If you go with a professional web hosting company, such as www.1and1.com, they manage the servers for you and you just set up your scripts and html and stuff. It might be the best solution for you. It would definately save you a lot of time.
With all due respect, I will repeat what others have said: the site is only as secure as the admin makes it.
With that said, although the server may be secured, your web application is another matter. You can have a very secure server, but an easily-hacked web site. Look at some e-Commerce solutions where prices are posted to the back end through URLs - very insecure.
Likewise, PHP Global variables caught a bad rap because of sloppy programmers, and some apps are coded so badly (see above) that Zend (the creators of PHP) now regard PHP globals to be a security risk. I disagree - calling php_globals a security risk is like saying that giving users accounts is a security risk. Sure, if you do something stupid like add all users to the root group or chmod a+w /, then sure, it could be a risk, but that's just sheer stupidity or sloppy administration.
So from what perspective are you asking? Out-of-the-box security of the web server without considering the scripts/executables which will be running on it, or what portals/ecommerce solutions are coded in such a way that they are not inherently insecure?

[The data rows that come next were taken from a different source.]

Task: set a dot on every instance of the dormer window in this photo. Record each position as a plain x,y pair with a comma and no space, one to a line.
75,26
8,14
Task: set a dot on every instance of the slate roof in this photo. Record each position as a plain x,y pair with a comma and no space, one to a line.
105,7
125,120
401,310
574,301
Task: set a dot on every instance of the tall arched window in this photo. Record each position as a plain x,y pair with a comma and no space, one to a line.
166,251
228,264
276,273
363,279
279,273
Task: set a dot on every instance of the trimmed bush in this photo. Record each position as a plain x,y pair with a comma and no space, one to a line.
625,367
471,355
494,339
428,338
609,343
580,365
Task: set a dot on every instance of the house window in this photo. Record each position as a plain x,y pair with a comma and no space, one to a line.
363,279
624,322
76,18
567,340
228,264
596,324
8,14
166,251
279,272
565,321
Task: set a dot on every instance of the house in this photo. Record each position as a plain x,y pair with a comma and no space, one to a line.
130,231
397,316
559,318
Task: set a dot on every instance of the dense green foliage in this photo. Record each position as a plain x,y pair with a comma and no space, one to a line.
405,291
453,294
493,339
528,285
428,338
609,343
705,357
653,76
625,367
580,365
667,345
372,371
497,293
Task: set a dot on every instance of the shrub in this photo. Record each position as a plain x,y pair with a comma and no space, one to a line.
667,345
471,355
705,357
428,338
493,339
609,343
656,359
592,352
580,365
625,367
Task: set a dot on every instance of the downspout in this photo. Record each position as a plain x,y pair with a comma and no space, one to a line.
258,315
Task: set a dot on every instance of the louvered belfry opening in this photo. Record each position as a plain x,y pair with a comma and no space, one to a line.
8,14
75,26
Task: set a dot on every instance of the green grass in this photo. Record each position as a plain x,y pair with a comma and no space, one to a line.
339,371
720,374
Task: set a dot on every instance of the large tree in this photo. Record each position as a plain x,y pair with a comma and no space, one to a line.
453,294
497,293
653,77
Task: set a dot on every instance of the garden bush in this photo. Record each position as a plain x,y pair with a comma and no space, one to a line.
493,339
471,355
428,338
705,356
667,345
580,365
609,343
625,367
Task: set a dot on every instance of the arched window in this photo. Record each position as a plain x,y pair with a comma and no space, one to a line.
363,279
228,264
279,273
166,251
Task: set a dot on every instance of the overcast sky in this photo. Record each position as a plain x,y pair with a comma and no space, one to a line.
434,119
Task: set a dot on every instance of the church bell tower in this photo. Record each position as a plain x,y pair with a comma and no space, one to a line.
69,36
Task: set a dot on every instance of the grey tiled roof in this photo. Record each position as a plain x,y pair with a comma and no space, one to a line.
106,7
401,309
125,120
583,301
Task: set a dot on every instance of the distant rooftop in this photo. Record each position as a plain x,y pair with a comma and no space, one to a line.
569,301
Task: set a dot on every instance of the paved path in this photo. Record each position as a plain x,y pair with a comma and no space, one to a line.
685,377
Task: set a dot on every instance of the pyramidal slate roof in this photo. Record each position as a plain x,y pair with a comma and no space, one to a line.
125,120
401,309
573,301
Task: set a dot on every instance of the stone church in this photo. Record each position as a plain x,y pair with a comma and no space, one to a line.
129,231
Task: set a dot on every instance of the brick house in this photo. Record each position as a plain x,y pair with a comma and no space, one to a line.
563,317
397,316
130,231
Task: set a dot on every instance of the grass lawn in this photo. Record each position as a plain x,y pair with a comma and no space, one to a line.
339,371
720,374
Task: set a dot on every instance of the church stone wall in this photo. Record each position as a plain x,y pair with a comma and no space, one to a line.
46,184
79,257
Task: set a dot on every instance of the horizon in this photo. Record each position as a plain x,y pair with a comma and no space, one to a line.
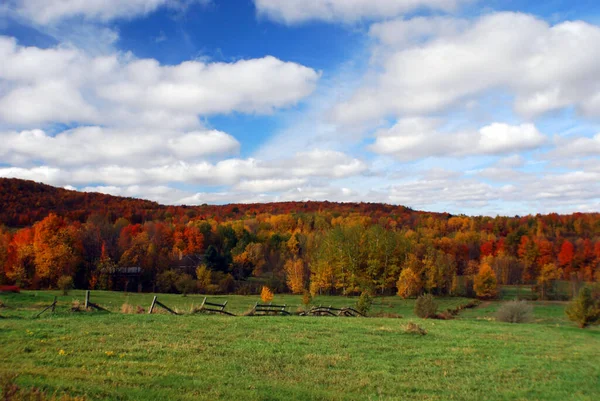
423,211
443,106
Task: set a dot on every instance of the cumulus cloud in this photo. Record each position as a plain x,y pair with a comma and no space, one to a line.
66,85
258,175
575,147
298,11
424,67
415,138
52,11
101,146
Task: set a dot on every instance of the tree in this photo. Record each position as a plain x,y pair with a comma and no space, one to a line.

One last thing: I would agree, that on MOST (not all) distributions (Linux and *BSD alike), Apache is going to be far more secure by default than IIS is. IIS can be locked down, but it's far less flexible, plus apache .conf files are a heck of a lot easier to manage than IIS's metabase.
Originally posted by iclinux BTW, the script, which one is much better in security, jsp, php or something else?

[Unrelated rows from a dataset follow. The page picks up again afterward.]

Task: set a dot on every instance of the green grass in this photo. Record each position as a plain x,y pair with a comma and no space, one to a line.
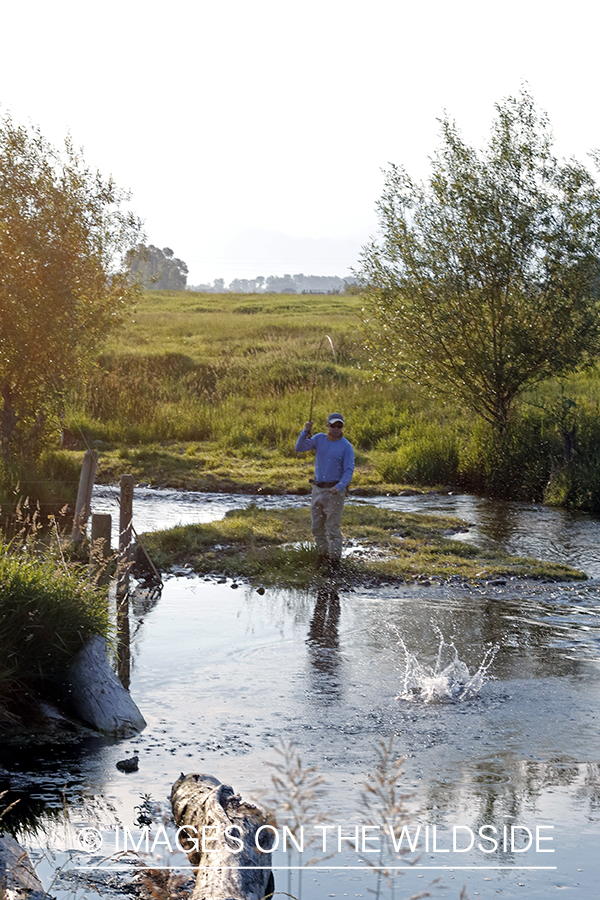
46,613
273,547
209,392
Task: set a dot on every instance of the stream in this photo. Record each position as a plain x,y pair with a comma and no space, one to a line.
491,693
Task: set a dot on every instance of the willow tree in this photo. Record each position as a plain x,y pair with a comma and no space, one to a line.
484,279
64,235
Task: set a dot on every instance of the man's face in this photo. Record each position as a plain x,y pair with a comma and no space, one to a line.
334,430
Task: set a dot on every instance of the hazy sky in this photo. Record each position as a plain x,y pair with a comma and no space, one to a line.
252,133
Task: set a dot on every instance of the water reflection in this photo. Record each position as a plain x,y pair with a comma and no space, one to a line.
323,645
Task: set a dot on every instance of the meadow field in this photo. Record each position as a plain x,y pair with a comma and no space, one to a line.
209,392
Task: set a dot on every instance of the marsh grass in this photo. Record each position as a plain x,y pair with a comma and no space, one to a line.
273,547
382,801
209,392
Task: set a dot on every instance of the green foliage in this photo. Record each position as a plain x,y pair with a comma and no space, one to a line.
428,455
484,280
63,234
46,614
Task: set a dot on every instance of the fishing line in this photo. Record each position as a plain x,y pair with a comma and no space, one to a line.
312,393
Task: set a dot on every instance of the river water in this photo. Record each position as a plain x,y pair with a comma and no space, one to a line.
504,780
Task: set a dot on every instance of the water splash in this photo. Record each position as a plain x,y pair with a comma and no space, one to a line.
448,679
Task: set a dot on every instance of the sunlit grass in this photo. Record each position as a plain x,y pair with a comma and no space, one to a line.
275,547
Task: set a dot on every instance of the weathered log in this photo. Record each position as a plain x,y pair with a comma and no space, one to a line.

The question you should be asking is: "I have chosen language X to develop my custom application because it meets my needs. Where can I find resources about safe coding practices and auditing my application?"
Well said stickman. If you don't have time to manage the site and care about the safety of the scripts running on the server, you should pay for it.
You have to tests your scripts in all aspects...to meet your goals. You have to update your server if a security hole is discovered, etc. If you still want to do it yourself, it is the way to go.
I thought maintaining a secure web was not very difficult, but now, I find I'm wrong.
In my opinion, a much securer web is consisted of a much securer OS, a much securer webserver, a much securer web-script, a better firewall, a better virus-scanner, a better secure analyse&policy, and a better administrator.
Um, this topic is so complicated that it's hard for a single person to do it better.
The security of your web site is going to be only as strong as the weakest link.
You can have a well-coded web app with a proper architecture and all values used for logic stored on the back end, not revealed in the HTML output to the browser, but be on an insecure version of IIS or a poorly-configured apache, and get hacked in seconds.
Likewise, you could be on an iron-clad Apache installation or IIS with all of the latest patches, with a poorly-designed web app which, for example, implements php globals incorrectly, and get hacked in seconds.
Firewalls won't help in either case, because in both cases the attacks would come through ports 80 or 443, both of which will be open for normal valid web traffic. A firewall will just help protect you from listening ports which really ought to not be listening in the first place, or with commercial/enterprise-level firewalls, detect DDoS attempts and go into "stealth" mode and simply drop packets from those IPs. Firewalls in typical use do not protect open ports, because they are by definition open and unprotected (for the most part) by design.
It comes down to good administration AND a good software architect overseeing the web app implementation to ensure a secure site. Both good admin and strong development skills are crucial in attaining a secure web site.